12 октября посол Гарриман посетил Черчилля в его московской резиденции. Было позднее утро, но премьер по своей давней привычке находился еще в постели и что-то диктовал. Гарриман вспоминает: «Он зачитал мне проект письма, которое только что составил для отправки Сталину. Там излагалась интерпретация предложений о процентном соотношении». Гарриман сказал Черчиллю, что Рузвельт и Хэлл отрицательно отнесутся к подобному письму, если оно будет отправлено. В этот момент в спальню вошел Иден. Обращаясь к нему, Черчилль сказал: «Антони, вот тут Аверелл думает, что нам не следует отсылать это послание Сталину». Письмо так и не было отослано.
Впоследствии вокруг пресловутого листка, исписанного Черчиллем во время встречи в Кремле 9 октября 1944 г., было много всевозможных спекуляций. Уверяли, будто имела место «договоренность» между Лондоном и Москвой о «разделе сфер влияния» на Балканах, которая, дескать, предопределила поведение участников «договоренности» в ходе последующих событий. Некоторые даже приходят к умозаключению, что, не будь этой «договоренности», вся послевоенная Юго-Восточная Европа выглядела бы иначе. В действительности нет никаких оснований интерпретировать таким образом этот инцидент. Даже по тому, как описал происходившее сам Черчилль, видно, что никакой договоренности, а тем более какого-то формального соглашения не было и в помине.

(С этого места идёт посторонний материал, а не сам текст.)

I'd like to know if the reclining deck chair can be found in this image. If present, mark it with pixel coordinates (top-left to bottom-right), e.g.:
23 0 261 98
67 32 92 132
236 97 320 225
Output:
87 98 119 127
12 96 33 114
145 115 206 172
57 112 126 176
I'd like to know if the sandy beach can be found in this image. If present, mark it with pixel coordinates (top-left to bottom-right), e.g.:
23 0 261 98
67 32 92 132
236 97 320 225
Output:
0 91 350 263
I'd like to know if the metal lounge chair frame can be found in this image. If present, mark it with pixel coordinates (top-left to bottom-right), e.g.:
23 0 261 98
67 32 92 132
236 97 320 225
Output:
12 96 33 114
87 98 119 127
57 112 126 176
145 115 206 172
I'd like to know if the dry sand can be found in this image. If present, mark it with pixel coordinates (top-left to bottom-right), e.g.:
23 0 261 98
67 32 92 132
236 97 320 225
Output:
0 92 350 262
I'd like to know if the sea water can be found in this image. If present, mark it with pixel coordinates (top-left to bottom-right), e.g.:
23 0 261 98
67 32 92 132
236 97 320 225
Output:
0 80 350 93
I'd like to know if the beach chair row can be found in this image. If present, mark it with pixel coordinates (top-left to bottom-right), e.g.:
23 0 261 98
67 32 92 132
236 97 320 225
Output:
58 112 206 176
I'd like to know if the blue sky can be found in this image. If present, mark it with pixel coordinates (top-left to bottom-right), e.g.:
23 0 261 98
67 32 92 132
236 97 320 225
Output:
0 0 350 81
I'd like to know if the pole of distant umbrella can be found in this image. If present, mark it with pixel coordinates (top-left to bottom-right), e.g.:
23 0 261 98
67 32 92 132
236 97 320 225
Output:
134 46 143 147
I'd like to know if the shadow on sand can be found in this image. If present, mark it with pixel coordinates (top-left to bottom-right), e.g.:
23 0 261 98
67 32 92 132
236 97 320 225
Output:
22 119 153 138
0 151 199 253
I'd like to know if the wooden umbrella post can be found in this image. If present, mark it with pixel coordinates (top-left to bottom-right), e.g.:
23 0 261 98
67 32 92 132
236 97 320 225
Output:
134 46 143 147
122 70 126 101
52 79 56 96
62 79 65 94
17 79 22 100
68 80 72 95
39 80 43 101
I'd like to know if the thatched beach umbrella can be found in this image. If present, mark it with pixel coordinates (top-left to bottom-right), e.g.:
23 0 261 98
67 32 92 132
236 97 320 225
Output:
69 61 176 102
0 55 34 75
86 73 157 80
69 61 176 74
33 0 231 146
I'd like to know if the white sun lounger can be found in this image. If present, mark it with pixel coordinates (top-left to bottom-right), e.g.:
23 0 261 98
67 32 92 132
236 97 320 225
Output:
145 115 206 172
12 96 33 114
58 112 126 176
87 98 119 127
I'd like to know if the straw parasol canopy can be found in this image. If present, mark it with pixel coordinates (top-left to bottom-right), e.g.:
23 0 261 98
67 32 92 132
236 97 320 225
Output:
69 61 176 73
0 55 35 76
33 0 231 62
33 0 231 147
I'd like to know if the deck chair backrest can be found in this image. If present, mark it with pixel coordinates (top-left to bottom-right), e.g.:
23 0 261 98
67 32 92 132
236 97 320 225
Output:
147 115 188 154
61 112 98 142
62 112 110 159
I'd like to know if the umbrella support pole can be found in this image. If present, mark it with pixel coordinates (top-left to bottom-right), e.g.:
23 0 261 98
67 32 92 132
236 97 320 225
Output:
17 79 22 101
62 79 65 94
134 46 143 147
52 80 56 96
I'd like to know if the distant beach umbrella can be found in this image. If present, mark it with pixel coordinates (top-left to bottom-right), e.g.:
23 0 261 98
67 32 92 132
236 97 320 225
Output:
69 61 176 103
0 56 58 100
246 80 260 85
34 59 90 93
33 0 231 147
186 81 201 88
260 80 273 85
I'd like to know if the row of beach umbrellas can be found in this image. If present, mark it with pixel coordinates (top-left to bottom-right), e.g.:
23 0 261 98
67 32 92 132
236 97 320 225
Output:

В самом деле, что же произошло? Черчилль написал на листке свои процентные соотношения. Сталин взглянул на них и, ни слова не говоря, вернул листок британскому премьеру. Черчилль предложил сжечь листок, видимо, рассчитывая, что в случае согласия собеседника возникла бы ситуация некоего «сообщничества» по уничтожению «компрометирующего документа». Но Сталин не дал британскому премьеру никакого повода для подобных умозаключений. Он небрежно заметил, что Черчилль может сохранить листок, явно показав, что не придает ему особого значения. Вот, собственно, и все!
Что же из этого следует? Несомненно, Черчилль хотел создать впечатление, будто с Советским Союзом имела место какая-то договоренность, которая оправдывала бы попытки британского правительства утвердить свое влияние в ряде районов Европы. Многолетняя война, ужасы фашистской оккупации привели к небывалому подъему освободительного движения. Повсюду силы Сопротивления возглавлялись коммунистами, показавшими себя наиболее стойкими борцами против гитлеровской тирании и завоевавшими симпатии широчайших кругов населения. Все это создавало ситуацию, когда после изгнания оккупантов власть могла перейти в ряде стран к коммунистическим партиям, пользовавшимся доверием народных масс. Это страшило Черчилля. В его переписке того времени с Иденом и другими членами британского кабинета содержится немало ссылок на возможность «коммунизации» Италии, Франции, Греции и других государств. Он настаивал на акциях, которые не допустили бы подобного развития. Вполне возможно поэтому, что Черчилль замыслил упомянутый провокационный инцидент с тем, чтобы в будущем иметь формальный повод для вмешательства во внутренние дела ряда стран и подавления прогрессивных движений. Это фактически и произошло, например в Греции.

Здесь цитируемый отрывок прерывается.